We want to have nice commits. But we also want to “save often” (checkpointing) - how can we have both?

  • We will now learn to create nice commits using the staging area.
  • Staging addresses the issue of having unrelated changes in the same commit or having one logical change spread over several commits.
  • The staging area isn’t the only way to organize your history nicely, some alternatives are discussed at the end of the lesson.

An analogy

  • You’re moving and you have a box to pack your things in.
  • You can put stuff into the box, but you can also take stuff out of the box.
  • You wouldn’t want to mix items from the bathroom, kitchen and living room into the same box.
  • The box corresponds to the staging area of Git, where you can craft your commits.
  • Committing is like sealing the box and sticking a label on it.
  • You wouldn’t want to label your box with “stuff”, but rather give a more descriptive label.

What can go wrong without staging

  • You wait too long before you record a change.
  • You may have done too many changes and cannot go back just the last step.
  • You do several things at once (different files or same file), but commit them at the same time.

States of a file.

Note: the “staging area” has also alternatively been referred to as the index and the cache.

Files can be untracked, modified, staged, or committed, and we have a variety of commands to go between states:

$ git add <path>       # stages all changes in file
$ git add -p <path>    # stages while letting you choose which lines to take
$ git commit           # commits the staged change
$ git diff             # see **unstaged** changes
$ git diff --staged    # see **staged** changes
$ git rm               # removes a file
$ git reset            # unstages staged changes
$ git checkout <path>  # check out the latest staged version ( or committed
                       # version if file has not been staged )

Recommendation:

  • git add every change that improves the code.
  • git checkout every change that made things worse.
  • git commit as soon as you have created a nice self-contained unit (not too large, not too small).
  • Discuss/think about what is too large or too small.

Example workflow

$ git add file.py                 # checkpoint 1
$ git add file.py                 # checkpoint 2
$ git add another_file.py         # checkpoint 3
$ git add another_file.py         # checkpoint 4
# ... further work on another_file.py ...
$ git diff another_file.py        # diff w.r.t. checkpoint 4
$ git checkout another_file.py    # oops go back to checkpoint 4
$ git commit                      # commit everything that is staged

Exercise: Using the staging area

  1. In your recipe example, make two different changes to ingredients.txt and instructions.txt which do not go together.
  2. Use git add to stage one of the changes.
  3. Use git status to see what’s going on, and use git diff and git diff --staged to see the changes.
  4. Feel some regret and unstage the staged change.

(Optional) Interactive staging

One option to help us create nice logical commits is to stage interactively with git add -p (you can also directly commit interactively with git commit -p):

  1. Modify multiple lines in instructions.txt.

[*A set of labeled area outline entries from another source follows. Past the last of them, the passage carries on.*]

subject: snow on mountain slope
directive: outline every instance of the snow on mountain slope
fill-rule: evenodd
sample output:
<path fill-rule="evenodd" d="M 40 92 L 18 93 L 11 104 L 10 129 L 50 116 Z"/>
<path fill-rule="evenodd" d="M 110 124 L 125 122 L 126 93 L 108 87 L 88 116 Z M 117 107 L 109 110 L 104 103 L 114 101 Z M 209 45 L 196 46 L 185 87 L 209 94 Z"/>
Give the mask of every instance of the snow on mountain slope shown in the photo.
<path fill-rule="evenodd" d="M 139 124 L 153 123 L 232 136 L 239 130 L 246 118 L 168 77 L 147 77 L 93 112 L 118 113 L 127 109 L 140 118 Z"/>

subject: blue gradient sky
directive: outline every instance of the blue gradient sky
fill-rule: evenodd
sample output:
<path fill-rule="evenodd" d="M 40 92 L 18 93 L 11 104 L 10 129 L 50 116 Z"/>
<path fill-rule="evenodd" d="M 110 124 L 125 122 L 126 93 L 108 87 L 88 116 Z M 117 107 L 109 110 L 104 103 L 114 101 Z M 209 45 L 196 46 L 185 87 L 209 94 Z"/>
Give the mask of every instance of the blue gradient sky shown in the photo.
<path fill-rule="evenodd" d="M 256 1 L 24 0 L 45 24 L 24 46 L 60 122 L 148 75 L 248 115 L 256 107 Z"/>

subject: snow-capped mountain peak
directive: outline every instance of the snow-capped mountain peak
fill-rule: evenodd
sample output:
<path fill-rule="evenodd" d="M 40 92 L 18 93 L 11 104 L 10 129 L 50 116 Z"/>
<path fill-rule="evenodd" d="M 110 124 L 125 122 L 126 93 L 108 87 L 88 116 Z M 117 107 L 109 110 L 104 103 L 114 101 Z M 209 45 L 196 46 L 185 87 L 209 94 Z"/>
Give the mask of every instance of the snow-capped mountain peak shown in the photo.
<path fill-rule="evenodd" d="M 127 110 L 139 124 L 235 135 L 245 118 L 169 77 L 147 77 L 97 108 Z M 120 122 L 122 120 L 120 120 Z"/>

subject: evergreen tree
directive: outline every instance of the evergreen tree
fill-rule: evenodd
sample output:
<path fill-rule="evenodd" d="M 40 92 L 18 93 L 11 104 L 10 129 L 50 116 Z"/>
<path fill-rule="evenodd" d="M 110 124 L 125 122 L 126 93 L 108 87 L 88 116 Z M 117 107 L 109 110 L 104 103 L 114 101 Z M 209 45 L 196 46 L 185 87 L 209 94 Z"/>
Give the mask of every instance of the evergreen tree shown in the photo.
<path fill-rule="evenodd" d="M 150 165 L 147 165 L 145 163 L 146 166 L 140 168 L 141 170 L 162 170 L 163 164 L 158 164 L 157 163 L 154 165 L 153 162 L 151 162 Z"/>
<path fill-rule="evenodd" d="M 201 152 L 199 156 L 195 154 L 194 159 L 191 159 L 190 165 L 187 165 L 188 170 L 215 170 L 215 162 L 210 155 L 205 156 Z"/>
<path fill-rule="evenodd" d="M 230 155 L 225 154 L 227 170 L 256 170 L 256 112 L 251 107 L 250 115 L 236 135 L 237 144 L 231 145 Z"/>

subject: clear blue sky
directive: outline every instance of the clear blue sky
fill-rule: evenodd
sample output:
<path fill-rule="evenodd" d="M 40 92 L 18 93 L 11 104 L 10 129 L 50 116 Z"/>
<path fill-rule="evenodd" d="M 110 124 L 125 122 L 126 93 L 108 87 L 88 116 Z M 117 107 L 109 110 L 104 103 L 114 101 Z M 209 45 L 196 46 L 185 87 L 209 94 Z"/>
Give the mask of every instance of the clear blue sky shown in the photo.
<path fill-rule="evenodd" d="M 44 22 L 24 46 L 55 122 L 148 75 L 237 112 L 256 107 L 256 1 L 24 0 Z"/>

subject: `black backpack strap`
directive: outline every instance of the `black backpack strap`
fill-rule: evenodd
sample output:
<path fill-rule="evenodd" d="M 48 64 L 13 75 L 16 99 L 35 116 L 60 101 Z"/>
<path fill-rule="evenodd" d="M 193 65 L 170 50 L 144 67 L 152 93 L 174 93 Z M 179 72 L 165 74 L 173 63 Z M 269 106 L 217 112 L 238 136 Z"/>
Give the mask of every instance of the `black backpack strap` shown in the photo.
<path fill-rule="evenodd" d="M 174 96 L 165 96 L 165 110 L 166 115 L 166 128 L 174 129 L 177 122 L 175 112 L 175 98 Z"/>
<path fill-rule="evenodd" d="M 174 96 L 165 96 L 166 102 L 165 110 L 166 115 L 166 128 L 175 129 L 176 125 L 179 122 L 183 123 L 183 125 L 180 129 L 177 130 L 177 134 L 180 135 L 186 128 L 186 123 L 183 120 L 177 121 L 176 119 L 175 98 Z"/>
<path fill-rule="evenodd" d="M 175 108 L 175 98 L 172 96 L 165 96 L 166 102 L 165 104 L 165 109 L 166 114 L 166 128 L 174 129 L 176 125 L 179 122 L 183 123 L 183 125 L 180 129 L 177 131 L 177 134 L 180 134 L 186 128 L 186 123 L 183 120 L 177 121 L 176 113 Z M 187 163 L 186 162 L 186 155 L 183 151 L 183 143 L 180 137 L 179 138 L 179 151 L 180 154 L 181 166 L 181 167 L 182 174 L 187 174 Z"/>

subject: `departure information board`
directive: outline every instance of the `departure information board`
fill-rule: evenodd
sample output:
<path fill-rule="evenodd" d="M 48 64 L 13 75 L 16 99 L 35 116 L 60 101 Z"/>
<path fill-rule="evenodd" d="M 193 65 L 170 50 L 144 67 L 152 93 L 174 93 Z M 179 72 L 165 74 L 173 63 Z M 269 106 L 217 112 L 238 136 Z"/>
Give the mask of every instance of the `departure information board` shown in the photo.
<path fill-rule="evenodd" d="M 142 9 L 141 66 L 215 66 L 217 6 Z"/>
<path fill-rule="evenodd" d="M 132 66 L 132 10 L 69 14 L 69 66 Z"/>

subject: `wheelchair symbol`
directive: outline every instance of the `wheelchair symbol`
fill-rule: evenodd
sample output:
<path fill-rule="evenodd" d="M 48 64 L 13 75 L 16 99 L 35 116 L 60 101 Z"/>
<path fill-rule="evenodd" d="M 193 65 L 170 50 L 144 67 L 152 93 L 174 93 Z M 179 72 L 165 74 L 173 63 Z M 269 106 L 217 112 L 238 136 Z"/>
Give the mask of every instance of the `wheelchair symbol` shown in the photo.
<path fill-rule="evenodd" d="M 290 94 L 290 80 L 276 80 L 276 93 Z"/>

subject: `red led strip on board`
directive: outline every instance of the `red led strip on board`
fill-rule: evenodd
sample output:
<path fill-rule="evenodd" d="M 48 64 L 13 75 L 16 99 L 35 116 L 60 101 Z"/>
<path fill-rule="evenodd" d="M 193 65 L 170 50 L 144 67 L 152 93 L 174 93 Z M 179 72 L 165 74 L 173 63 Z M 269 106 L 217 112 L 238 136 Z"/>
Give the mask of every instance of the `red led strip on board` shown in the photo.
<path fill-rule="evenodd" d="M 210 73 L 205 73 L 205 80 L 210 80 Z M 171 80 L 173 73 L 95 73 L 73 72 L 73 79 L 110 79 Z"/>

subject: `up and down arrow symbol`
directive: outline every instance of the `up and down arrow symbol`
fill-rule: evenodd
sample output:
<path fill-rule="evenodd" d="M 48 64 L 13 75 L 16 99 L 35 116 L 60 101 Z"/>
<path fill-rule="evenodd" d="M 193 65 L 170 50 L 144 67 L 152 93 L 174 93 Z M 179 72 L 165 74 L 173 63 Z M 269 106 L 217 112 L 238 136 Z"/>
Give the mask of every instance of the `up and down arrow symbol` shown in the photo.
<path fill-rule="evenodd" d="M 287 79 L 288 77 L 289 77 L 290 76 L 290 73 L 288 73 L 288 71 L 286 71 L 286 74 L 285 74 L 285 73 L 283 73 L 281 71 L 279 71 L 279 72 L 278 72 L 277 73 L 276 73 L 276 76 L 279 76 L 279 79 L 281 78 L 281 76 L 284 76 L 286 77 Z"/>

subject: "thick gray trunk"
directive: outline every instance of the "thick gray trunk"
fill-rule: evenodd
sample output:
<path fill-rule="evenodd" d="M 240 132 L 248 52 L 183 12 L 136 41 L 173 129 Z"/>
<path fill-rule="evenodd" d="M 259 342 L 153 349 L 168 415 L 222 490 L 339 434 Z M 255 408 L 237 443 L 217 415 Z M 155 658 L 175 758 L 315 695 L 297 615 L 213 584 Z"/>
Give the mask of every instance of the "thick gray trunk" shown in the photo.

Make sure that they are separated by at least one unmodified line.
  2. Run git add -p instructions.txt.
  3. Type ? and Enter to get an explanation of what the different options mean.
  4. See if you can use the s (split), y and n options to include only a subset of your modifications in the staging.
  5. When you’re done, inspect the situation with git status, git diff and git diff --staged.
  6. If you want, you can try repeating the procedure above but use git commit -p instead of git add -p to commit directly.

Test your understanding

  • When is it better to “save” a change as commit, when is it better to “save” it with git add?
  • Is it a problem to commit many small changes?
  • What types of problems can occur in other version control systems without a staging area?

Key points

  • The staging area helps us to create well-defined commits.